Determining Limits of Detection for Different Detector Geometries
through Monte Carlo based Simulations

Year
2023
Author(s)
Samuel J. Fearn - Interface Analysis Centre, School of Physics, H.H. Wills Physics Laboratory, Tyndall Avenue, University of Bristol
Samuel R White - University of Bristol
Dean T Connor - University of Bristol
Euan L Connolly - University of Bristol
Peter G Martin - University of Bristol
File Attachment
Abstract
The threat from nuclear terrorism represents a complex challenge for global governments. Although current systems for detecting threats from illicit materials exist, each have inherent limitations. However, it is crucial that a system can detect when material is being transported with malicious intent and where the potential damage caused by the distribution of such material is likely to require extensive cleanup operations.
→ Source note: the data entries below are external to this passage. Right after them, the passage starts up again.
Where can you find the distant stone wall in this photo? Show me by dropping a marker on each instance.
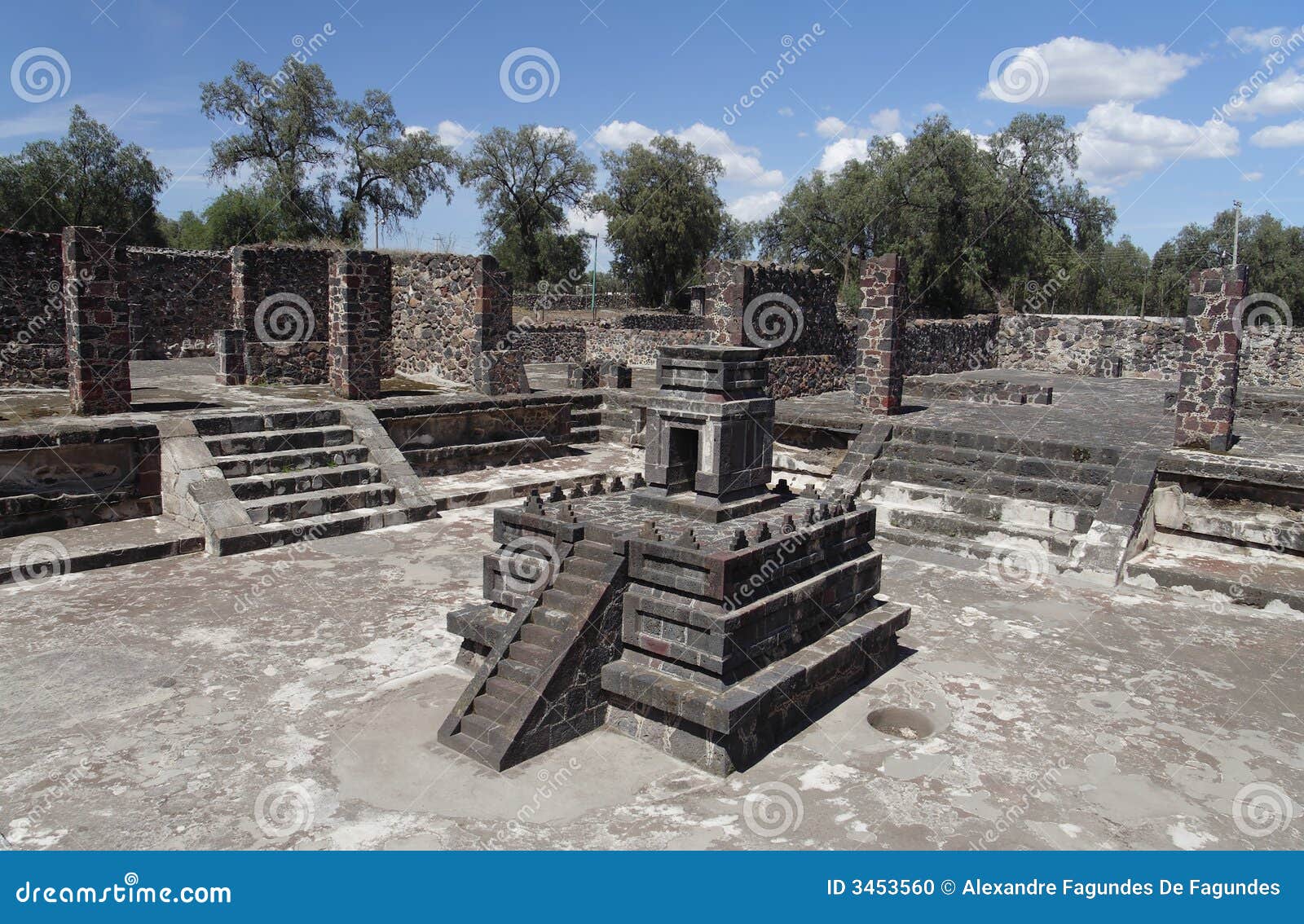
(447, 309)
(952, 345)
(280, 299)
(178, 299)
(33, 350)
(814, 374)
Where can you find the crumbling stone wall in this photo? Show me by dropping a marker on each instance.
(949, 345)
(278, 297)
(178, 299)
(33, 351)
(449, 308)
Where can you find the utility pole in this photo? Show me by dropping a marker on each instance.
(1236, 236)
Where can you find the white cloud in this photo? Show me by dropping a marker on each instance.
(756, 206)
(828, 126)
(742, 163)
(593, 224)
(1291, 134)
(623, 134)
(1256, 38)
(1275, 98)
(1118, 143)
(1073, 71)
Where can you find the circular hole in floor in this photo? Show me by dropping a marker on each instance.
(901, 722)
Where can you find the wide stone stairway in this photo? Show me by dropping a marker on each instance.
(984, 495)
(308, 474)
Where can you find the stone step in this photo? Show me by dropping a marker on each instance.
(1006, 463)
(530, 654)
(492, 708)
(1007, 443)
(597, 552)
(345, 523)
(1024, 557)
(540, 635)
(508, 691)
(989, 482)
(517, 671)
(280, 441)
(293, 460)
(1016, 511)
(39, 558)
(1262, 580)
(275, 420)
(1243, 523)
(954, 526)
(278, 484)
(317, 504)
(584, 567)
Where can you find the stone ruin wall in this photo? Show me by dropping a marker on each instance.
(178, 300)
(440, 325)
(33, 348)
(284, 341)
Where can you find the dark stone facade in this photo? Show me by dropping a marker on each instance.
(97, 321)
(360, 300)
(33, 347)
(879, 377)
(178, 299)
(1210, 358)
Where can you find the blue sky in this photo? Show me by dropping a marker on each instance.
(1140, 80)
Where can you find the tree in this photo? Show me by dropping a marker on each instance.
(386, 167)
(663, 214)
(90, 176)
(525, 182)
(290, 141)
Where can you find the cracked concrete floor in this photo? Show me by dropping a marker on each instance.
(291, 697)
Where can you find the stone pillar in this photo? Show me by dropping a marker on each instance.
(230, 348)
(97, 323)
(877, 378)
(359, 299)
(1210, 360)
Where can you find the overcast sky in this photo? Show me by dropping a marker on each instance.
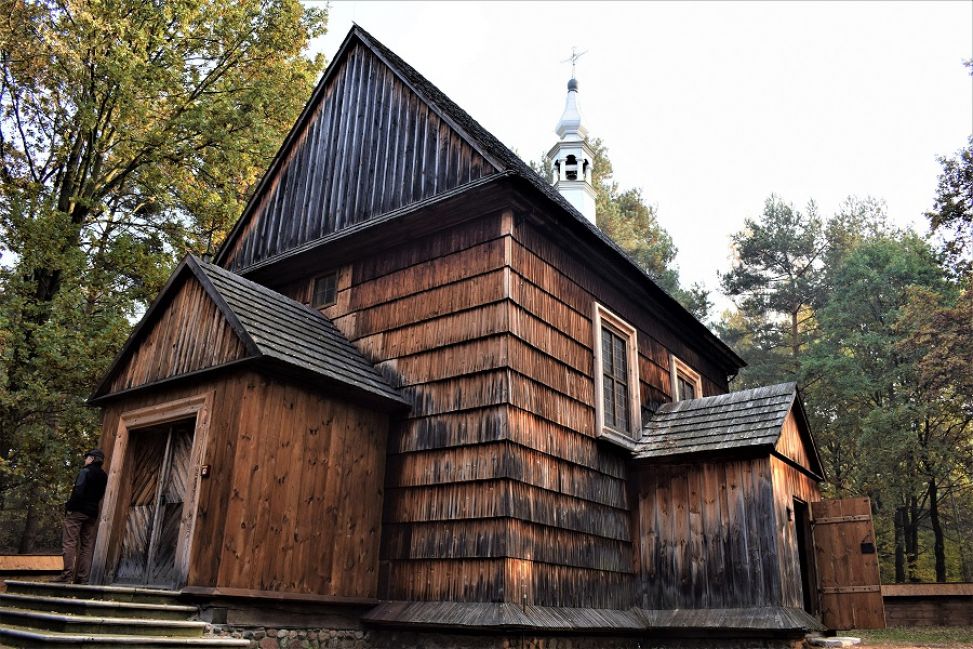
(709, 107)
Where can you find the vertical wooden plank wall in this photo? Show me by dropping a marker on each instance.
(705, 539)
(370, 147)
(293, 500)
(191, 334)
(306, 493)
(214, 491)
(790, 483)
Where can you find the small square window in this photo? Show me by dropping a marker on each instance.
(686, 383)
(325, 290)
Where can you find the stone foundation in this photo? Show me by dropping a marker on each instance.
(269, 638)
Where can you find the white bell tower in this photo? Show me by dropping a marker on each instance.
(571, 156)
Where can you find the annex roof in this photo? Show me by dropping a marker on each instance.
(269, 327)
(369, 105)
(747, 419)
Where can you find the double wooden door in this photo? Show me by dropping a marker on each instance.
(160, 475)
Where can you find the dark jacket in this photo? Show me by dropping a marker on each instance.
(88, 490)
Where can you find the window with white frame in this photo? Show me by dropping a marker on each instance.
(685, 381)
(617, 403)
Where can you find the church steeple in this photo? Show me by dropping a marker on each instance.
(571, 156)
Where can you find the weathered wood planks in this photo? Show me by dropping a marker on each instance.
(293, 499)
(191, 334)
(707, 535)
(847, 564)
(370, 146)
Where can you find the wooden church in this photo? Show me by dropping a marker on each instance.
(420, 390)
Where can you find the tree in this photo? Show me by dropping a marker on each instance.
(881, 426)
(952, 214)
(777, 277)
(130, 132)
(633, 224)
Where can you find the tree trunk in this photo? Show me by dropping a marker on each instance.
(28, 537)
(912, 540)
(937, 530)
(899, 545)
(795, 340)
One monitoring approach comprises the use of a network(s) of distributed detectors in an attempt to detect anomalous events. Quantifying the limits of detection for these small-volume and portable systems is a challenging, but vital, task. Existing work in designing a threat reduction system has not shown a good understanding of what the system is capable of detecting. To rectify this issue, work has been undertaken to create a numerical simulation capable of modelling a moving detector and stationary source with a given distance of closest approach. The algorithm is then able to estimate limits on parameters where the source stops being detectable, by cycling through variables and completing numerous pseudo-experiments at each value. Such an approach will allow any proposed network to ascribe an estimate of the threats that it will be sensitive to. Supplementary work was completed to empirically verify the simulated results. These real-world tests provided confidence that the simulations approximate the physics modelled.